The basics of the change are to provide operators with new keys in the values.yaml they can edit. In their default state the chart will simply use the security context generated from the manifest (SCM). When edited the chart will use the SCM and merge the operator information into it.

  • values.yaml is extended with keys of the form sizing.<rolename>.capabilities. The key is of type list, taking the operator-defined set of capabilities, or ALL. The default is the empty list ([]). Not nil. The list function has crashes on a nil-haystack. To use default we ned something to generate an empty list. The list function list generates nil when called without arguments, not an empty list.

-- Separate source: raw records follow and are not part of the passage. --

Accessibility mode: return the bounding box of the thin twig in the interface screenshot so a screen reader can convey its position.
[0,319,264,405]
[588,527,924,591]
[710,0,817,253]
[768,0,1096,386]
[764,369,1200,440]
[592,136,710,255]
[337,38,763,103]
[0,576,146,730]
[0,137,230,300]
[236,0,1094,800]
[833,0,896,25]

It is not possible to use [] in default, i.e. default .foo [] is a syntax error.

  • When capabilities are added to the key for a role they are merged by the role's template into its SCM. The exact rules are dependent on the form of the SCM, of which there are three, called privileged, nil, and cap-list. The list below will show these forms in the named order, and the new forms to be generated by the modified fissile for them to accomplish the merge.

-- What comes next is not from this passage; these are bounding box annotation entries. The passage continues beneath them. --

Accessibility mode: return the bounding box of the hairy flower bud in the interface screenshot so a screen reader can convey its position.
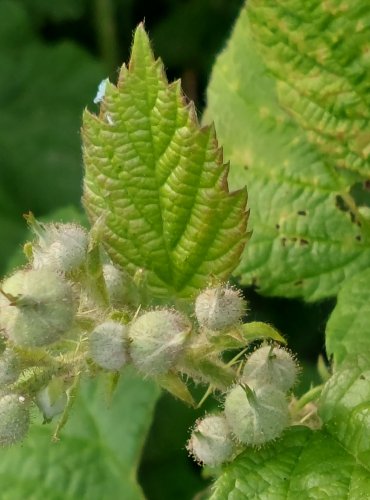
[0,269,75,347]
[195,287,246,331]
[242,345,298,392]
[0,394,30,446]
[36,378,68,422]
[187,415,235,467]
[225,381,289,446]
[89,321,128,371]
[31,221,88,273]
[129,309,191,375]
[103,264,131,307]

  1. Original SCM is privileged, i.e.

    - securityContext:
        privileged: true
    
    • In this case no merging is necessary, because that role is already at the highest possible privilege.
    • Fissile will keep emitting the original SCM.
  2. Original SCM is nil, i.e.

    - securityContext: ~
    
    • Any capabilities added can be taken as-is, mostly. The only special case case is the capability ALL, which has to be translated to privileged when present, regardless of any other.
    • Fissile is changed to emit
            - securityContext:
            {{ if has "ALL" .Values.sizing.<role>.capabilities -}}
                privileged: true
            {{- end }}
            {{ if not (has "ALL" .Values.sizing.<role>.capabilities) -}}
                capabilities:
                  add: {{ .Values.sizing.<role>.capabilities }}
            {{- end }}
      
  3. Original SCM is cap-list, i.e:

    - securityContext:
        capabilities:
          add:
          - <<role manifest cap 1>>
    
    • Presence of the capability ALL is done like for nil, see above.
    • There is no need to check if the manifest capabilities contain ALL. This is case 2 above.
    • The merging of the user's capability list is done via a range iteration. Note, this may cause duplicate capabilities in the output. These duplicates however do not matter, and while it is possible to concatenate two lists the code for that is very convoluted and non-obvious. See later section.
    • Fissile is changed to emit
            - securityContext:
            {{ if has "ALL" .Values.sizing.<role>.capabilities -}}
                privileged: true
            {{- end }}
            {{ if not (has "ALL" .Values.sizing.<role>.capabilities) -}}
                capabilities:
                  add:
                  - <<role manifest cap 1>>
                  (...)
                  {{- range .Values.sizing.<role>.capabilities }}
                  - {{ . }}
                  {{- end }}
            {{- end }}
      

Notes:

  • As specified the operator-provided capabilities in the values.yaml have to be all uppercase. The templates will not accept mixed-case, nor lower-case. This is different from the manifest where capabilities can be specified in any case, with fissile converting to the all-uppercase form.

List concatenation

The code to concatenate two lists, to allow feeding through uniq is

   {{ $myList := list "11" "12" "31" "14" "15" }}
   {{ $myList2 := list "12" "22" "23" "24" "25" }}
   {{ $concated :=  (( list ($myList | join ":") ($myList2 | join ":") ) | join ":") | splitList ":" }}
   {{ $mys := printf "%+v" ( uniq ((dict "values" $concated) | toJson | fromJson ).values ) }}
   {{ fail $mys }}

The two lists are joined into two strings, placed into a list, joined into string. The resulting single string is flat, and can be split back into one list. This song and dance is all necessary because sprig does not have a plain list concat function.